Astrophysicists measured quasar winds traveling at about 20 percent the speed of light. NASA and M. Weiss (Chandra X -ray Center)
Astrophysicists measured quasar winds traveling at about 20 percent the speed of light. NASA and M. Weiss (Chandra X -ray Center)

Astrophysicists recently revealed that they had measured massively powerful winds deep in space. "But wait," we hear you cry, "I thought that there was no air out in space! How could there possibly be wind?" This wind is made up of particles of matter propelled by ultraviolet radiation.

The source? A quasar surrounding a supermassive black hole. Quasars, also known as quasi-stellar objects, are discs of material that accumulate around the edge of a black hole millions or even billions of times more massive than the sun. This accretion disc becomes incredibly hot, on the order of millions of degrees.

As long as it can feed upon matter, the black hole creates a magnetic environment that in turn forces this material to jet out into space in two columns. Depending upon our viewing angle of these jets, we call them radio galaxies (with jets perpendicular to our view), blazars (staring down the barrel of a jet) or quasars (the jets appear to us at some other angle).

Oh, and if the black hole gobbles up all the available matter close by, the jets stop. That's why right now our home galaxy of the Milky Way doesn't have a quasar at the center — there's no matter close enough to the galaxy's central black hole for it to feed. But if matter gets close enough to the black hole, the jets will fire up.

The enormous amount of energy from the quasar pushes matter off into space at incredible speeds. Ultraviolet radiation travels at the speed of light. The matter that makes up the "wind" can't go that fast, but the astrophysicists detected material traveling at more than 200 million kilometers per hour, or 124 million miles per hour. That's about 20 percent the speed of light. Not too shabby for something with mass.

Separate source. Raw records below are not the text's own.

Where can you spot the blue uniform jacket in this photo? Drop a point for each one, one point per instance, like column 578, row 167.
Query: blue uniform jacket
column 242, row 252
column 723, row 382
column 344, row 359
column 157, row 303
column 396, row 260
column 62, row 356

These winds end up shaping galaxies. According to astrophysicists, the winds interfere with star formation. If they didn't exist, we'd have many more stars in large galaxies. Thankfully, we don't experience winds nearly as powerful here on Earth — the wind speed is about on par with a category 77 hurricane. There's probably no storm cellar on the planet sufficient to withstand that kind of blast.